Sur quelques actes héroïques du transport aérien

Avant la pandémie, il y avait déjà le flight shame ou honte de prendre l’avion, ce sentiment éprouvé surtout par les plus jeunes qui, conscients de l’impact environnemental d’un déplacement en avion, choisissent malgré tout d’embarquer. Pour les autres, ceux qui en pleine pandémie se donnaient rendez-vous à Dubaï, nous ne dirons rien. Ils sont de toute façon voués à disparaître. Puis la pandémie a généré le plus violent arrêt des déplacements aériens qu’a jamais connu le monde depuis que ce mode de déplacement est devenu dominant dans le seconde moitié du 20e siècle.
Si on m’avait dit il y a deux ans que la carte du ciel allait se vider en 2020, j’aurais creusé un abri dans mon jardin et commencé à stocker du riz et des pâtes.
Finalement, le monde ne s’est pas arrêté et même si nous ne sommes pas revenus à la quantité de déplacement pré-pandémie, nous avons assisté cet été à un net rebond de la fréquentation, avec certains aspects pour le moins surprenants.
Les Américains visitent massivement l’Europe (10 vols directs quotidiens entre les USA et Athènes cet été, plus qu’il n’y en a jamais eu) par contre les Européens sont toujours bannis du territoire états-unien. Pour le principe de réciprocité, vous repasserez. À la culpabilité environnementale s’est ajoutée la crainte de contribuer, par son choix de prendre l’avion, à la prolifération du virus.
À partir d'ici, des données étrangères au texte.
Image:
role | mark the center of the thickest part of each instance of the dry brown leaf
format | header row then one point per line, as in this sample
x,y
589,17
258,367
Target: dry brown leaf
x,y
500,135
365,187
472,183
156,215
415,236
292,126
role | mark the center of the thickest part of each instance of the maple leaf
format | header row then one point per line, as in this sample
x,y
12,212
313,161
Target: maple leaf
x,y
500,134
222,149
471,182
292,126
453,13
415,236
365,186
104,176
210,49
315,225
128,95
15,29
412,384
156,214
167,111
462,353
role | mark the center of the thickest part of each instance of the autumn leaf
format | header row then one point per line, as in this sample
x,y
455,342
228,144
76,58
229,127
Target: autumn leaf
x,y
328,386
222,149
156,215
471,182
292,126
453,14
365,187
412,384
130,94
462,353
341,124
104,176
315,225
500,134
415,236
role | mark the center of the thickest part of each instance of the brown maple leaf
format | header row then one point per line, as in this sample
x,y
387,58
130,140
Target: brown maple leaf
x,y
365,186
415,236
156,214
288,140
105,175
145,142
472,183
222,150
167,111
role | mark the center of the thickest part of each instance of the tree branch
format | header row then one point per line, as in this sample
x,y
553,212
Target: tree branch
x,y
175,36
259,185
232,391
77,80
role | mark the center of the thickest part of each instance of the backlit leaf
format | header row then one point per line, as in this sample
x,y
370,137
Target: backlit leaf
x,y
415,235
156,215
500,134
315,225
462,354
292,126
Face à ce lent délitement de l’aura aéroportuaire, les images venues de Kaboul ces derniers jours donnent à penser qu’il y a là une occasion inespérée pour redonner du sens à ce mode de déplacement. Certains moments de
l’histoire de l’aviation lui ont donné ses lettres de noblesse.
Le Pont aérien de Berlin en 1949 a partiellement racheté, dans l’inconscient collectif allemand, l’horreur des bombardements de zone et des tempêtes de feu qui ont détruit les principales villes allemandes. La situation à Kaboul présente une occasion similaire. Rendre ses lettres de noblesse au transport aérien en mettant en place un pont aérien digne de ce nom. Une rotation d’avions capable d’exfiltrer les 100 000 Afghans en danger immédiat. Une mobilisation pour aller chercher ceux qui ont cru à la société afghane que l’Occident a essayé de mettre en place.
Voilà ce qui donnerait du sens à un mode de transport en perte de légitimité : un corridor humanitaire aéroporté. Une telle action concertée des pays qui se sont activés en Afghanistan contre les talibans permettrait aussi de surprendre la présomption de xénophobie systémique qui pèse de plus en plus sur les sociétés occidentales, réticentes qu’elles sont d’accueillir comme elles le devraient. Le Pont de Kaboul serait un repère dans l’histoire du 21e siècle. Le rachat symbolique d’une guerre téléguidée, menée par drones et mercenaires privés, parfois contre des populations civiles, au nom d’une lutte contre l’ennemi systémique de nos sociétés : le terrorisme islamiste. L’acte final et rédempteur d’une guerre sans fin.